Sunday, March 21, 2010
One of the things I love about photographing ice cream is that in the right light, you can capture every last ripple, every ice crystal, and every fleck of mix-in. Yum. I had decent light - a little too much shadow for my liking, but hey - not everyone can have a studio in their house!
Featured today: Green Tea and Red Bean Ice Cream!
The last time I made green tea ice cream, I bought waaaaaaay too much matcha powder (finely milled tea) and now have a large canister of it in my pantry. I discovered, unfortunately, that the matcha powder is much too strong for my taste. Even half a teaspoon dissipated in almost two cups of water gave me a headache! I like the toasted rice kind of tea anyway :) So now the canister gets taken out...never. But a colleague invited some others from the workplace for hot pot and I thought I would bring some homemade ice cream! I also had some red bean paste leftover from the dim sum experimentation so I decided to whip up some ice cream as well.
I think I've posted a recipe for the base that I use for ice cream. Same thing here - whisk in enough matcha powder to taste! Here's the thing about matcha powder, and green tea in general. It needs a lot of whisking. A LOT. That's why they have those fancy bamboo whisks! I get it now! No matter how hard I tried, there were always flecks of powder floating around. Multiple passes through a sieve didn't do the trick either, but when the ice cream churns the flecks just...fade. It's magical.
The red bean was good - however because there were already beans in the paste (and I added it in before straining the custard base) it was a little on the grainy side. I think next time if I attempt this recipe, I'll probably boil up azuki beans and puree to make a syrup to integrate into the base instead of the paste. I think the paste added too much sugar to the ice cream which contributed to it being not as creamy.

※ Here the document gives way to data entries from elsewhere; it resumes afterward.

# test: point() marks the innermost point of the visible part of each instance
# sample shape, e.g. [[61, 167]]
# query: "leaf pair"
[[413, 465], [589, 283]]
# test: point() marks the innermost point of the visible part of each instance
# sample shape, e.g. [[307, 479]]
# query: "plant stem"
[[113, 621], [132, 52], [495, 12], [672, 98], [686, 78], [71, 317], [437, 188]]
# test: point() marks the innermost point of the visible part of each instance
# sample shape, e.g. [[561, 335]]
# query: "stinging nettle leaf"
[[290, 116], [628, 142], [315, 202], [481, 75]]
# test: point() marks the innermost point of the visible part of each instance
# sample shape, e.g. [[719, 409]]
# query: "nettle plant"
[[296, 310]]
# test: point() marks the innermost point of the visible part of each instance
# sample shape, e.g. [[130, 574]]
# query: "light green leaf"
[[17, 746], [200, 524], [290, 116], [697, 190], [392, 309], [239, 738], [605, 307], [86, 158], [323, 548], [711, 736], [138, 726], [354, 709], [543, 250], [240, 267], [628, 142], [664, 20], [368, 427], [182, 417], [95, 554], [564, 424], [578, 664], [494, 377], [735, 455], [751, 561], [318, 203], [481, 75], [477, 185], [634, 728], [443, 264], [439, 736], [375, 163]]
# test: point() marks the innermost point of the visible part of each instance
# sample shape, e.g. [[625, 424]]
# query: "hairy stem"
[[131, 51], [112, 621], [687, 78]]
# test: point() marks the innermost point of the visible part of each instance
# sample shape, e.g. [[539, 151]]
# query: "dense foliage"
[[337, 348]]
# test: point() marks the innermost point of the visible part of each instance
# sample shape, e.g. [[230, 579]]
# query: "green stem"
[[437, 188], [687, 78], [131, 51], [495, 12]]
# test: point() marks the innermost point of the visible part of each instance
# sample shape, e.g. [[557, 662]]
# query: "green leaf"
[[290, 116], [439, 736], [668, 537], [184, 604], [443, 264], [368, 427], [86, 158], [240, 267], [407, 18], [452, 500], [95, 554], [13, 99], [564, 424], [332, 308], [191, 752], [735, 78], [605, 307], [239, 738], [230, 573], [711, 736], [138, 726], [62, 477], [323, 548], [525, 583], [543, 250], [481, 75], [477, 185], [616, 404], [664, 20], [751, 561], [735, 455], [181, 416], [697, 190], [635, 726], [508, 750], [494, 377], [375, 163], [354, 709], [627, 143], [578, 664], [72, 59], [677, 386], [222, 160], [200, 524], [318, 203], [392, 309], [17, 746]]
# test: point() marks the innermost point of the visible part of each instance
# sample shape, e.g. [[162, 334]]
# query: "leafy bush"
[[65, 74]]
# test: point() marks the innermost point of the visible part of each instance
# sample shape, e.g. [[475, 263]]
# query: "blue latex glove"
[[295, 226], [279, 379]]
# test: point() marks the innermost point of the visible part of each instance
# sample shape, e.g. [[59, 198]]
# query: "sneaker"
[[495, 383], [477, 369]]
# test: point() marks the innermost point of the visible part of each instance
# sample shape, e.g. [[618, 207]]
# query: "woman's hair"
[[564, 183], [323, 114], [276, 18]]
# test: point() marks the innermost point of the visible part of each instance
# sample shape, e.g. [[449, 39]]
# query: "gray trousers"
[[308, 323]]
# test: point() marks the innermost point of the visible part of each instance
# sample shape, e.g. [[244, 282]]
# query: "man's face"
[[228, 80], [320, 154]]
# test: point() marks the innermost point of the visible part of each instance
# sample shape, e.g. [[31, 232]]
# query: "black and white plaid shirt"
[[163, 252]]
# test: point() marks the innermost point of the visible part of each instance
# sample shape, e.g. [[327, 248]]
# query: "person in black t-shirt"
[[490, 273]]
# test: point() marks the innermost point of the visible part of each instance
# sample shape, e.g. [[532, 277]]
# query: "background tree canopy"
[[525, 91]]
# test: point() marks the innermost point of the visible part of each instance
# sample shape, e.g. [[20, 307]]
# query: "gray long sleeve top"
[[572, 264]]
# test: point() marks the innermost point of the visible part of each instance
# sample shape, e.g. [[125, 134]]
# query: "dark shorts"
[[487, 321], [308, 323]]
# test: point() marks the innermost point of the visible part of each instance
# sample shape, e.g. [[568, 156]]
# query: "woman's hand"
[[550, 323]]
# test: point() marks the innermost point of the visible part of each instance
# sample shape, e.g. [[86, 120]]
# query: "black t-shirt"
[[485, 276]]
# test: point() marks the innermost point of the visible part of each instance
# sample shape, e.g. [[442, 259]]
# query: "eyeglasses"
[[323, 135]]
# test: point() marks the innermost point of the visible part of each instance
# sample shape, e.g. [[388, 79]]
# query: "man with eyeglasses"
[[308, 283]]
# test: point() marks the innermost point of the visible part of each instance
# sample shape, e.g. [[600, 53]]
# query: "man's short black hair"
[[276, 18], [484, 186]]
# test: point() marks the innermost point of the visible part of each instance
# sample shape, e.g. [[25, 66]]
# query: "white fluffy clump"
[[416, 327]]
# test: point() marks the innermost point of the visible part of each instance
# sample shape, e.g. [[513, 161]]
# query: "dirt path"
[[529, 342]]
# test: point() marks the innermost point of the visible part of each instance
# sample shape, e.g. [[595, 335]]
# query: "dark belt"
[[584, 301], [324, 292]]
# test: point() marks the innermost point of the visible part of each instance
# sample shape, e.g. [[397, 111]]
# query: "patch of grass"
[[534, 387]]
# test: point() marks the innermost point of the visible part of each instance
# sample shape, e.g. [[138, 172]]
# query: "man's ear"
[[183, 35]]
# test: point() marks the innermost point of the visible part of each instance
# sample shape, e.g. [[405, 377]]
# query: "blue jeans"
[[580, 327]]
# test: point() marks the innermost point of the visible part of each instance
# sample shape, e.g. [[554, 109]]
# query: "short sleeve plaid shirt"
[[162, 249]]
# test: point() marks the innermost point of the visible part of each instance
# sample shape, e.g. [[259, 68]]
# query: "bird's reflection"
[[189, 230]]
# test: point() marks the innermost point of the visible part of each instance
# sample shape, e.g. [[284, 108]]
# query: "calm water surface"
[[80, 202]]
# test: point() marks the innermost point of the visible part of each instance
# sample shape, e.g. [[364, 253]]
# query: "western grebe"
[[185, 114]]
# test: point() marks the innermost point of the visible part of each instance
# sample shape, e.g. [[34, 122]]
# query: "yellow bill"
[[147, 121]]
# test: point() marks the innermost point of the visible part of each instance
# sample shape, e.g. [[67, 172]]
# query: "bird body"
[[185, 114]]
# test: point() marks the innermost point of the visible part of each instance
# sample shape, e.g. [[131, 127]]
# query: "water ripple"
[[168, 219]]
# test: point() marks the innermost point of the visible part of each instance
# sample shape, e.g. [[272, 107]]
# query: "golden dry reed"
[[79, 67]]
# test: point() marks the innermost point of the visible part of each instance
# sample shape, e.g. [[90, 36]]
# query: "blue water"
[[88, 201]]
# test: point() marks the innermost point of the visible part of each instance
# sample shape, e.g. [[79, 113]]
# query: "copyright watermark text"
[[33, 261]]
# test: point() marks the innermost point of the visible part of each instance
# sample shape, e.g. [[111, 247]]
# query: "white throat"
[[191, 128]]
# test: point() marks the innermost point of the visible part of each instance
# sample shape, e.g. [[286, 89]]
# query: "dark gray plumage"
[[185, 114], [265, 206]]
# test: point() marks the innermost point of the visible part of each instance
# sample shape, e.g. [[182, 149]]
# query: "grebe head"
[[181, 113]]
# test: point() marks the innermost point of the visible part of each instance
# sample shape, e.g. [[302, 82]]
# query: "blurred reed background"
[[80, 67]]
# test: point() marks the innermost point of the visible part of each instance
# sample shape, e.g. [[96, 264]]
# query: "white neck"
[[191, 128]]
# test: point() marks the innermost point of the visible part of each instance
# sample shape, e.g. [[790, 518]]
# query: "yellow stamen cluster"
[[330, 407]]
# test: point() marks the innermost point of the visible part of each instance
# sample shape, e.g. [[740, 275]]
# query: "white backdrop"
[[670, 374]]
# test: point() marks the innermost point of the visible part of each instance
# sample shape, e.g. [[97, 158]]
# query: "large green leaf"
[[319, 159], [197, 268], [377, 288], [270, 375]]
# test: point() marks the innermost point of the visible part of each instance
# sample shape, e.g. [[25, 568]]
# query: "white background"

Both went over well with the guests! It was difficult trying to explain to some guests how ice cream is made, while trying to scoop, yet keeping an ear and eye on the Wii Mario Adventureland game happening in the background (I had to forfeit my controller for a round or two - my coins!!). But it's really not that difficult! If you have the opportunity to get an ice cream maker (and if you like ice cream) I would highly encourage you to give the process a try! I have seen old-school hand crank machines at thrift shops for less than $10. Don't be afraid of the hand-crank - it's the same principle as a modern chill 'n churn, except you have to turn the crank for about 20 minutes. Make it a party and split up the work!